Family Outing
Excerpts from the author’s weekend experience on the river
Having checked-in at the Chatrium Hotel, we take a swim at the property’s open-air pool overlooking the Chao Phraya River before heading up to Silver Waves on the 36th floor to scoff dim sum and charge our batteries for the long day ahead.
Silver Waves offers awesome panoramic views of the river and surrounding areas. Despite having lived in Bangkok for more than a decade, I still love visiting different high-rise buildings across the capital simply for the different perspective they provide of the city. From here you can see how the built-up metropolis gradually flattens out towards the old wharves and warehouses that line the Chao Phraya’s eastern banks.
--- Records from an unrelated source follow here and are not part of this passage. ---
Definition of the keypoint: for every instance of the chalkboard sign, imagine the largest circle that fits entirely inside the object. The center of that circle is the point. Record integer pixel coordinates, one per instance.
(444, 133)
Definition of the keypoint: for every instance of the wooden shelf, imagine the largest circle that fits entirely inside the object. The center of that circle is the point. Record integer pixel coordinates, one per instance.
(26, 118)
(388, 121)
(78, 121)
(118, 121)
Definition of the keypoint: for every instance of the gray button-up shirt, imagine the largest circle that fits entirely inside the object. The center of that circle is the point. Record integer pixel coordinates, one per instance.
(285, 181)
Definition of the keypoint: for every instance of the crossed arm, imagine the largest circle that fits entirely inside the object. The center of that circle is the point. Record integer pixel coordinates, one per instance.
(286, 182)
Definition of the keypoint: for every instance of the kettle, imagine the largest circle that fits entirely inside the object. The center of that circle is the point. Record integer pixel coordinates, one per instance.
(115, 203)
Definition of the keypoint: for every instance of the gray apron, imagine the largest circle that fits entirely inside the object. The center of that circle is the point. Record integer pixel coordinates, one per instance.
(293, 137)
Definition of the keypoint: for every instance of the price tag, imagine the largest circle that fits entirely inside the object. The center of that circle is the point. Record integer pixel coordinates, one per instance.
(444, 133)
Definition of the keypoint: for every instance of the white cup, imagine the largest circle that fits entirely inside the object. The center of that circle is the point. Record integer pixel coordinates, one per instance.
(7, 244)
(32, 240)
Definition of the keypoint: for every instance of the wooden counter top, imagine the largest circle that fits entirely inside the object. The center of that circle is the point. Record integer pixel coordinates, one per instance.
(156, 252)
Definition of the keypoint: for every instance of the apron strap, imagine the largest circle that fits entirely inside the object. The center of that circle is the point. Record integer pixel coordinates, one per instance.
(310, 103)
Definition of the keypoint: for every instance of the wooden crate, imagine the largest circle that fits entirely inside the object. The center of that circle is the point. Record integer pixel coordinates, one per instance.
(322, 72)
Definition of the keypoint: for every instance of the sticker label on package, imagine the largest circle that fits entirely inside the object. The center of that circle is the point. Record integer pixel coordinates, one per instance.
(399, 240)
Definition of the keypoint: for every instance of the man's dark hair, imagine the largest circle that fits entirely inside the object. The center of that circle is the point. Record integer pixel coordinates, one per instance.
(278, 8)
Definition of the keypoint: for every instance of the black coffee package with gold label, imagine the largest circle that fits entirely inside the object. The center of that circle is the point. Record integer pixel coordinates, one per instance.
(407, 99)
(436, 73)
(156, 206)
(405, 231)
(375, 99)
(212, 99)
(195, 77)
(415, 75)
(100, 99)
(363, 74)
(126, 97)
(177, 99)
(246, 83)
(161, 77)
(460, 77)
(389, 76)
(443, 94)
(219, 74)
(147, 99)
Thonburi to the west is less built up with far fewer tall buildings, and it still boasts huge swathes of undeveloped land festooned with palms, banana plants and other verdant vegetation, all of which are dissected by its myriad klongs. And, if you squint a little, you can even make out shadows of mountains in Chonburi province some 70 kilometres to the south.
Much closer to home is the hustle and bustle of the river itself, where longtail boats zip across from one side to the other, river taxis carry scores of commuters to and from work and tugs tow monolithic barges weighed down with huge consignments of sand, rice and other commodities upriver.
Now that our hunger is sated, it’s time to head to the jetty and start our tour of the river and canals.
Longtail boats provide one of the best ways of exploring this part of the city, especially Thonburi. After heading south down the Chaophraya for ten to fifteen minutes, bouncing past industrial works, drydocks, luxury apartments, international schools and temples, the boat bears west along a canal. Thonburi was the capital of Siam from 1768 to 1782 before it was relocated across the river.
Klong tours, however, are about much more than providing a window into some imagined past, they instead offer a warts-and-all view of some of the lesser known parts of one of the most dynamic cities in Asia. Many parts are less than beautiful – there are long stretches of scrubland, barriers walling off new housing developments, and dilapidated wooden buildings that will eventually disappear into the water — but these sections are interspersed by verdant jungle, fruit plantations, centuries-old temples, many markets and ample wildlife: ranging from egrets, myna birds and heron to 1.5-metre monitor lizards which swim in the waters.
It’s wonderful just sitting back and watching this cinematic cityscape pass by, and while Isabel is all abuzz from the experience, the constant buffeting of the boat renders our son, Erik unconscious. After cutting back on to the main river, we take a quick stop at Wat Arun, the Temple of the Dawn which is famous for its Khmer-style prang (steeples), before the pilot cranks up the engine and takes us back past Chinatown to the hotel.